A drawer has 18 black socks and 14 white socks. On average, how many socks should one draw to get two equal socks? And to get two different socks?
Solution A
The answer to the first one is trivial: 3. For the second question, let $N = 18$ be the number of black socks and $M = 14$ the number of white socks.
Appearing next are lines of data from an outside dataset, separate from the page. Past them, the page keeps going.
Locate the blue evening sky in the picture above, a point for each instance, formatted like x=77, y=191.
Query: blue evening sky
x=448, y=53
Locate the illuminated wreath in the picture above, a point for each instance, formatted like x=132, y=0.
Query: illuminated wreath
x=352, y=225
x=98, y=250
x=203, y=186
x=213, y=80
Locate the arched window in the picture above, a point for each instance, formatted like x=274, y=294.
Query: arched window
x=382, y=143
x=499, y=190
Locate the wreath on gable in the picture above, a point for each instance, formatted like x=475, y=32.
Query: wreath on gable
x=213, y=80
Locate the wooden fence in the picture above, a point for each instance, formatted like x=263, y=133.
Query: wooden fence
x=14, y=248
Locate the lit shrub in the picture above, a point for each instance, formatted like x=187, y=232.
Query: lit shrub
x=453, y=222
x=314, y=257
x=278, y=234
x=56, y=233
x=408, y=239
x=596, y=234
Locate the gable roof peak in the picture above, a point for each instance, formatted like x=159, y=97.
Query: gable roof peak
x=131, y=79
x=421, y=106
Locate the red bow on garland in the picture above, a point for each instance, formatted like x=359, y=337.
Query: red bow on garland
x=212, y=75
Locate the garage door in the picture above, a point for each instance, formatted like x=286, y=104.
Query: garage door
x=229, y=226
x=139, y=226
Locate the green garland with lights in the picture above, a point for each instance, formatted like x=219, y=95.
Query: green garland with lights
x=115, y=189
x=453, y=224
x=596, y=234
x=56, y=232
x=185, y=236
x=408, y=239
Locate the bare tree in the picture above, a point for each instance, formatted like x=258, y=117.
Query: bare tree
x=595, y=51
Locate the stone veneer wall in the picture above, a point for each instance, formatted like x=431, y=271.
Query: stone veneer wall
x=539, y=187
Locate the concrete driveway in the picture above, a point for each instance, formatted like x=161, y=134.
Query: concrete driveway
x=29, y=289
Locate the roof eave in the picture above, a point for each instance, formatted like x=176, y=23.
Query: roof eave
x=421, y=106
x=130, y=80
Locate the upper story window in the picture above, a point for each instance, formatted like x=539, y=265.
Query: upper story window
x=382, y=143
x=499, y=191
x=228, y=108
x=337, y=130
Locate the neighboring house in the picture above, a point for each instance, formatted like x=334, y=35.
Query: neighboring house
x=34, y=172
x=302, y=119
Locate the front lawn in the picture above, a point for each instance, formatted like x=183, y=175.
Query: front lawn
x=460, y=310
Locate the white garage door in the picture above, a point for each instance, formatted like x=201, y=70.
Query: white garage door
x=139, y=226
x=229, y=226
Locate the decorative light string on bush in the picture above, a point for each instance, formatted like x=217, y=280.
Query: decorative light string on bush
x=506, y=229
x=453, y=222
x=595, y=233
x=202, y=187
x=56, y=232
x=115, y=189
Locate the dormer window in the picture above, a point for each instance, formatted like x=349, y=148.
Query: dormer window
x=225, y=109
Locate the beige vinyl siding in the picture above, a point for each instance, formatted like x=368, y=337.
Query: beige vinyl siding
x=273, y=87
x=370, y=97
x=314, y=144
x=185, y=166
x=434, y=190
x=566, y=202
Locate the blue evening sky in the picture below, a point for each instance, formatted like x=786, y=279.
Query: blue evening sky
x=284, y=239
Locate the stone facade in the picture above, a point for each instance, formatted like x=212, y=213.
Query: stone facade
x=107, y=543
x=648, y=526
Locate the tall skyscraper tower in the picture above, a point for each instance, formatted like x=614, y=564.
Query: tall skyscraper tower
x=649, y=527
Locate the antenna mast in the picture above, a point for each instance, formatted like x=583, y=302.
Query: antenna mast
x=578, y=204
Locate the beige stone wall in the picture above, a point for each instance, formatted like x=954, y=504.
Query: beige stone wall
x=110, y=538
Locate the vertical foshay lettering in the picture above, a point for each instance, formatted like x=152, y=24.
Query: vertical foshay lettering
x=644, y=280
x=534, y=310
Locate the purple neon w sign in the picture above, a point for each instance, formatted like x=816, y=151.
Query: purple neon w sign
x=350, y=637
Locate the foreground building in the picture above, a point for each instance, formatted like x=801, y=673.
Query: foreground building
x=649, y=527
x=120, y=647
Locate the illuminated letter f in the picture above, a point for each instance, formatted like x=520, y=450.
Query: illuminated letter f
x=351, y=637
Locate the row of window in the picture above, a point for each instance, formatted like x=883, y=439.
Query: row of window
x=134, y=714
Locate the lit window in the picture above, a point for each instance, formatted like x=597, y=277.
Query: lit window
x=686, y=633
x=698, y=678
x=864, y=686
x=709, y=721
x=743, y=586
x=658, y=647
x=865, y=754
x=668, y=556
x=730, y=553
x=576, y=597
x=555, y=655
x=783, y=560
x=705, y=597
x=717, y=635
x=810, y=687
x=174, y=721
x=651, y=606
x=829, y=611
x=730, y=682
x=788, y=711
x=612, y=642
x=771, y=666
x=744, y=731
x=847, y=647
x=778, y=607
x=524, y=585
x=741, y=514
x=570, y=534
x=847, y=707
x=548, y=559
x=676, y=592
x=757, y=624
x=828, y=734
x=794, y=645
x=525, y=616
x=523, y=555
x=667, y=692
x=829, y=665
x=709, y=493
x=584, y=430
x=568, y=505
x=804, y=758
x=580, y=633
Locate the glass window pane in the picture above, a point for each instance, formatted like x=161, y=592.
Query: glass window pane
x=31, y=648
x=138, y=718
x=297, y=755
Then:
outcome | probability |
---|---|
$bw$ | $\frac{N}{N+M} \frac{M-1}{N+M+1}$ |
$wb$ | $\frac{M}{N+M} \frac{N-1}{N+M+1}$ |
$bbw$ | $\frac{N}{N+M} \frac{N-1}{N+M-1} \frac{M-1}{N+M}$ |
$wwb$ | $\frac{M}{N+M} \frac{M-1}{N+M-1} \frac{N-1}{N+M}$ |
$bbbw$ | $\frac{N}{N+M} \frac{N-1}{N+M-1} \frac{N-2}{N+M-2} \frac{M-1}{N+M-1}$ |
$wwwb$ | $\frac{M}{N+M} \frac{M-1}{N+M-1} \frac{M-2}{N+M-2} \frac{N-1}{N+M-1}$ |
… | … |
Due to linearity of expectation, the expected value is, by definition:
\[\sum_{k=1}^N{(k + 1)\left(\prod_{i=1}^k{\frac{N + 1 - i}{N + M + 1 - i}}\right)\frac{M}{N + M - k}} + \sum_{k=1}^M{(k + 1)\prod_{i=1}^k{\frac{M + 1 - i}{N + M + 1 - i}}\frac{N}{N + M - k}}\]Which, for the given values of $N$ and $M$, gives a result of $^{279}/_{95}$, or 2.93684.
Solution B
The definition of an negative hypergeometric distribution is:
(…) the probability of the number of elements taken without replacement from a finite population whose elements can be classified into two mutually exclusive categories like Pass/Fail, Male/Female or Employed/Unemployed that stops when a fixed number of elements of certain class have been taken
If there are $N = 18 + 14 = 32$ elements, of which $K = 18$ are defined as “successes” and the rest are “failures”, and the elements are drawn one after the other, without replacements, until $R = 1$ failures are encountered, we know that the expected value is given by:
\[f(N,K,R) = \mathbb{E}[x \sim NHG_{N,K,R}] = R ~ \frac{K}{N-K-1}\]Consider two cases: one in which the first ball drawn is black \(p =~^{18}/_{20}\) and the other in which the first ball is white \(q =~^2/_{20}\). You can then calculate your average for each case and weight them as follows:
\[\frac{18}{20} ~ f(19, 17, 1) + \frac{2}{20} ~ f(19, 1, 1) + 2\]The last term refers to the first draw (which is considered separately) and the last “failure” draw, which is not counted by the negative hypergeometric distribution.